Use stringr::str_which(x, "pattern"). It returns an integer vector of positions where the pattern matches in the character vector x. The output length equals the number of matches, not the input length. For a same-length logical vector, use str_detect() instead, then apply which() if you still want indexes.

What is the difference between str_which and str_subset in R?

Both filter a character vector by pattern, but they return different things. str_which(x, p) returns integer indexes (positions in x); str_subset(x, p) returns the matching strings themselves. Use str_which() when you need to refer back to the original positions for assignment or row indexing; use str_subset() when you only care about the values.

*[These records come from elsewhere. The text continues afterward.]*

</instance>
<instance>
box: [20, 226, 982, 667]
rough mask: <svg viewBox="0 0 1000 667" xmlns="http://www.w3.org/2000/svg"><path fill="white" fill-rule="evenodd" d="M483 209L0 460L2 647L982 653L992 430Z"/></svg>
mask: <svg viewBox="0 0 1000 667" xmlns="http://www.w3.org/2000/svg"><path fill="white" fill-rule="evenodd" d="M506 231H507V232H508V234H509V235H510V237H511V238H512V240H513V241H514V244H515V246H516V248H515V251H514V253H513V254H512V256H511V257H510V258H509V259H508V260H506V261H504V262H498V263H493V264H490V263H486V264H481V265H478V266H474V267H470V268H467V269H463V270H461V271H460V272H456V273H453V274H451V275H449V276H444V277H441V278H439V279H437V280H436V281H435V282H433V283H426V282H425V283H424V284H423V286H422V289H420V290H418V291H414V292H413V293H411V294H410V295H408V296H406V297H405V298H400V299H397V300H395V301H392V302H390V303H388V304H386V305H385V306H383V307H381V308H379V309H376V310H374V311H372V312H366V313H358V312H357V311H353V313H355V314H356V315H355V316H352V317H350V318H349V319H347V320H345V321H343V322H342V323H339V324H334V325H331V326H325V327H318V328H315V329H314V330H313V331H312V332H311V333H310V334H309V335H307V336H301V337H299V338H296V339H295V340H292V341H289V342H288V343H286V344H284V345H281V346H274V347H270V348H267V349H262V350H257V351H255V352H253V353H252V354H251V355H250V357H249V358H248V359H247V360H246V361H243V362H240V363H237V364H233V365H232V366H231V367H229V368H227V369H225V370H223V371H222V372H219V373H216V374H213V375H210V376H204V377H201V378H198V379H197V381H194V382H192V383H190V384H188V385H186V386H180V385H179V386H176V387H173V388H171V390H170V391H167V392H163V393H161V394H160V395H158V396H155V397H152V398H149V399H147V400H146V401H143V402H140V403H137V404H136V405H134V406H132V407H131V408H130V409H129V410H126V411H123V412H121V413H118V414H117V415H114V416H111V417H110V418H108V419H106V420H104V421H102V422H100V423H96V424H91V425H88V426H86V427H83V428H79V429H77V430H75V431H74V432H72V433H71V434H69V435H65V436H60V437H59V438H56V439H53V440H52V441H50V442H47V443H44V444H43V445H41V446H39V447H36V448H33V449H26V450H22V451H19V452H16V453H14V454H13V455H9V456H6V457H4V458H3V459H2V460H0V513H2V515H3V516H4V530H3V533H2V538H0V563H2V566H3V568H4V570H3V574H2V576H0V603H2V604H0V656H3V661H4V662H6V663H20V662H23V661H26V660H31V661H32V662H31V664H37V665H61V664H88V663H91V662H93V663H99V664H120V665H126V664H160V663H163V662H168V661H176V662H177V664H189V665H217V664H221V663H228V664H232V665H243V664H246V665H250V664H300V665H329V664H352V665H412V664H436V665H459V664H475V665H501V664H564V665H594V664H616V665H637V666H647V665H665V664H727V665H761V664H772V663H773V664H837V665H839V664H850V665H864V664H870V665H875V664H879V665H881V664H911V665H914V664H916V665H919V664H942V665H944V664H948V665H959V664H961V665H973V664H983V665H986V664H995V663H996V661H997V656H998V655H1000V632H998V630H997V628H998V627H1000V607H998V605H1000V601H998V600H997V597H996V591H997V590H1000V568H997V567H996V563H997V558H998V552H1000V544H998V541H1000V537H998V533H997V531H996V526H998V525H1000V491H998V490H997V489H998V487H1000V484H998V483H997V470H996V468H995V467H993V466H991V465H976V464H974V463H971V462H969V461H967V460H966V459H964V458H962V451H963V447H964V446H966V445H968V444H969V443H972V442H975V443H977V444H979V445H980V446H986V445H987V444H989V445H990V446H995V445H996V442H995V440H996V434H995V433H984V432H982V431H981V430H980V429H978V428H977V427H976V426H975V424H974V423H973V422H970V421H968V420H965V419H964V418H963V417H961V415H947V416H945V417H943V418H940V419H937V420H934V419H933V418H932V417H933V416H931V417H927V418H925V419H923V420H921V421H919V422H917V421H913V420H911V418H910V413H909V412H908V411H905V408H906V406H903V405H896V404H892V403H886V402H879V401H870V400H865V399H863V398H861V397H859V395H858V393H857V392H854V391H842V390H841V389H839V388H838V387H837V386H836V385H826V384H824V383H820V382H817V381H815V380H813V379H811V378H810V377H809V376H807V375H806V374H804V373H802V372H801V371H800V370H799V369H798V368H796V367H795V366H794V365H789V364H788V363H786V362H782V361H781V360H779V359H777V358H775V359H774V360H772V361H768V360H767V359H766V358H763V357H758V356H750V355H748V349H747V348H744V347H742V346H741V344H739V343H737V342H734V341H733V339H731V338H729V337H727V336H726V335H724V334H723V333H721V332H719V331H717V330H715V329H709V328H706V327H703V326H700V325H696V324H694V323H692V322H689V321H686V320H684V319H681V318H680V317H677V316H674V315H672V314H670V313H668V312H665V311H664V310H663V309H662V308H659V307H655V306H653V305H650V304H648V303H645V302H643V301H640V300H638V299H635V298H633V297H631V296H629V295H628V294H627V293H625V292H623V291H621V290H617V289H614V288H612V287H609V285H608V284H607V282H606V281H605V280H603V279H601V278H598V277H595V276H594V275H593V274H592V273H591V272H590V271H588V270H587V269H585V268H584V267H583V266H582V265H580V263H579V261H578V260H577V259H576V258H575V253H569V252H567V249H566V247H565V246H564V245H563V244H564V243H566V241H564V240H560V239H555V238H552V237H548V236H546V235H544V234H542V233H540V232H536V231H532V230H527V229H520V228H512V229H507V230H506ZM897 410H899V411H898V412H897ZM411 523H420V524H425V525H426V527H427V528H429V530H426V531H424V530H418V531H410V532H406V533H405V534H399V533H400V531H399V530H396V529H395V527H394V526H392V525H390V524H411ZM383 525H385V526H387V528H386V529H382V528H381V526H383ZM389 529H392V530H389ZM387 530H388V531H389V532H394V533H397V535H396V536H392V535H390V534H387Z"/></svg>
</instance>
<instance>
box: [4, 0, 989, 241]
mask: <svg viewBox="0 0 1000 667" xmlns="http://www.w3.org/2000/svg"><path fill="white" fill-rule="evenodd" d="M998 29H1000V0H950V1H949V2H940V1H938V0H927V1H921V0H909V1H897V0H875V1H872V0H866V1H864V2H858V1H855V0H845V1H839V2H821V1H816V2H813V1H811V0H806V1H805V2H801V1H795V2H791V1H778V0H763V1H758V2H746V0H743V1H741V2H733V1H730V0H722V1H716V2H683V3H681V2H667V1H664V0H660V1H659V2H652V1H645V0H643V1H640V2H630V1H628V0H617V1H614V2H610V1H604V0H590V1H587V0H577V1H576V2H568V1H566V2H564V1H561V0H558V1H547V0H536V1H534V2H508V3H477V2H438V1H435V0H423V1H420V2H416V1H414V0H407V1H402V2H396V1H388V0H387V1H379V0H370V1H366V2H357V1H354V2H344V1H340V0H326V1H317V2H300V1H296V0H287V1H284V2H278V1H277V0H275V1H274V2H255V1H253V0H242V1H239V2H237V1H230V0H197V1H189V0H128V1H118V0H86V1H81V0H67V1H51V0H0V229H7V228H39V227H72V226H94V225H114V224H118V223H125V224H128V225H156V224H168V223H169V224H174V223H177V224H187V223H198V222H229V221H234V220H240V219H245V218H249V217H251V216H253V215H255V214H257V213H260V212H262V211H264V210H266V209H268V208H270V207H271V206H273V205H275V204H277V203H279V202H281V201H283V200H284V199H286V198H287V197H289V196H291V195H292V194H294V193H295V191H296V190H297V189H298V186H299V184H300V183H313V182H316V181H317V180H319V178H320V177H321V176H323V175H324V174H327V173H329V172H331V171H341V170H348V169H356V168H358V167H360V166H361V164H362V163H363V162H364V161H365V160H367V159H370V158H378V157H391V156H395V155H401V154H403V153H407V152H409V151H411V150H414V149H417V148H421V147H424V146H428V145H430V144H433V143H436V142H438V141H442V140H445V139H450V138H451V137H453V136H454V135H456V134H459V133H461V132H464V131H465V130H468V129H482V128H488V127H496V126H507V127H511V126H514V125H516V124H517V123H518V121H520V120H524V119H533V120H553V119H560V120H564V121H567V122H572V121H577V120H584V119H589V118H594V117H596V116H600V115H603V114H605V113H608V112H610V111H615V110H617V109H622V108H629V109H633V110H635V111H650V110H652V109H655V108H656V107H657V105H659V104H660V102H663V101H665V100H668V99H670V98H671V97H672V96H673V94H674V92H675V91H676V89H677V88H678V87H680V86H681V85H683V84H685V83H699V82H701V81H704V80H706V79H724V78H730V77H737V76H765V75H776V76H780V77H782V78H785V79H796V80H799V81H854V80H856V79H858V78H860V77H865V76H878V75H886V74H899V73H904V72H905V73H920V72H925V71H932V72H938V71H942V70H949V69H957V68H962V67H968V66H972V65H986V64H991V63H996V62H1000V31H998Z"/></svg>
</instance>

Is str_which the same as grep in R?

Yes, for typical use. str_which(x, p) and grep(p, x) both return integer indexes of matches. The differences are stylistic and ecosystem: str_which() lives in stringr and shares pattern modifiers (fixed(), regex(), coll(), boundary()) with the rest of the package, while grep() is base R with its own fixed = TRUE and ignore.case = TRUE arguments.

How do I do a case insensitive str_which match?

Wrap the pattern in regex(pattern, ignore_case = TRUE): str_which(x, regex("apple", ignore_case = TRUE)). The plain ignore.case argument from base R does not exist on stringr functions; modifier functions like regex(), fixed(), and coll() are the unified way to control match behavior.

Why does str_which return fewer values than my input has?

Because the result reports indexes of matches, not a verdict per input. Strings that do not match (including NAs) are omitted. If x has 10 elements and 3 match, str_which() returns a length-3 integer vector. Use str_detect() for a length-10 logical vector that aligns row-for-row with the input.